Begitu korban cepat teridentifikasi, polisi pun dapat cepat menguak tabir gelap yang meliputinya. Demikian pula dalam perkara Uswatun Khasanah. Betul, pada Minggu (26/1) dini hari, terduga pelaku sudah berhasil dibekuk. Ia adalah Antok. Kabarnya, jejak pemuda asal Tulungagung itu sudah dikuntit sejak Jumat (24/1) atau hanya berselang sehari setelah mayat korban ditemukan. Termasuk memantau pergerakannya melalui ponselnya.

Antok pun mengaku sudah menyadari bakal masuk daftar pencarian orang (DPO). Sebab, dia mengetahui bahwa jenazah Uswatun Khasanah sudah ditemukan itu dari Facebook. ‘’Saya sudah tahu Ndan, malam itu saya sedang ada di dalam rumah (Tulungagung, Red),’’ jawab Antok saat diinterogasi penyidik Jatantras Polda Jatim.

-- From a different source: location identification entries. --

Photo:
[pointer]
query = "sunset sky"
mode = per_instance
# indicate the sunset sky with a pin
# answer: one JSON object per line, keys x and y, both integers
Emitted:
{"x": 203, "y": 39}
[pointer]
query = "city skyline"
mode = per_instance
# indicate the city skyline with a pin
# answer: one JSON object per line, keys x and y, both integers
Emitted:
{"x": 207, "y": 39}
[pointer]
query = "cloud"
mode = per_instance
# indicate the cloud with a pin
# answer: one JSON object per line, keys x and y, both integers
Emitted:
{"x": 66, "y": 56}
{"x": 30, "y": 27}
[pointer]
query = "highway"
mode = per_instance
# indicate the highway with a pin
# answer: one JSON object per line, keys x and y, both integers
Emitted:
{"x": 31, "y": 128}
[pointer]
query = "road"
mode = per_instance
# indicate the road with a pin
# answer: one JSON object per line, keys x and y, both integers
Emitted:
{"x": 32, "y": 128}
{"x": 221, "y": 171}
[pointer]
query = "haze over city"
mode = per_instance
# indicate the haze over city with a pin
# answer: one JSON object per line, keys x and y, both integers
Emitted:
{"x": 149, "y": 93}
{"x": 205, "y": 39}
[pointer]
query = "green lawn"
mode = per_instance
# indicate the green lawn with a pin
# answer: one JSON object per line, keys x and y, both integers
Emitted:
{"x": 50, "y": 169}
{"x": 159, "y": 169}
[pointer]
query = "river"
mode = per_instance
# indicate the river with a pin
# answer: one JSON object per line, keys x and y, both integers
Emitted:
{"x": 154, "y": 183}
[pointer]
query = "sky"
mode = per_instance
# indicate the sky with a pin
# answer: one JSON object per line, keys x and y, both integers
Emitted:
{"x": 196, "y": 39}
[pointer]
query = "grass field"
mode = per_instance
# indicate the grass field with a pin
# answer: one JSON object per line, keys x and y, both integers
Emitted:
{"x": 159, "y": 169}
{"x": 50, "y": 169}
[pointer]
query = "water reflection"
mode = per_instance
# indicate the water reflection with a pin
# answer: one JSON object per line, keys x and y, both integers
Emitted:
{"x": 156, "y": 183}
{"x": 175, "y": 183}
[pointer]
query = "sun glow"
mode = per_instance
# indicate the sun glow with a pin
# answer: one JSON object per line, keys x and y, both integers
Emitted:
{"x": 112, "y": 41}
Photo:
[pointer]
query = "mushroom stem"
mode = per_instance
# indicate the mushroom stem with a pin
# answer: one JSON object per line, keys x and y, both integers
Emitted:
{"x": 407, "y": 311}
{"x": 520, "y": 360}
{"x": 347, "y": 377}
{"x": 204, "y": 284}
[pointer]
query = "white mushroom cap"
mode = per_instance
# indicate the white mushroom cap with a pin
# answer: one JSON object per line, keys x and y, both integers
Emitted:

Dari hasil penangkapan Antok, bak bermain puzzle, kasus pembunuhan sadis itupun menjadi tersambung. Ternyata, aksi kejam pelaku dilakukan di sebuah hotel di Kota Kediri. Bukan di wilayah Ngawi. Lalu, potongan kepala ditemukan di wilayah Trenggalek, dan dua kaki di wilayah Ponorogo. Motif Antok nekat melakukan tindakan keji itu juga tersibak. Dari pengakuannya, seputar masalah asmara, cemburu dan sakit hati.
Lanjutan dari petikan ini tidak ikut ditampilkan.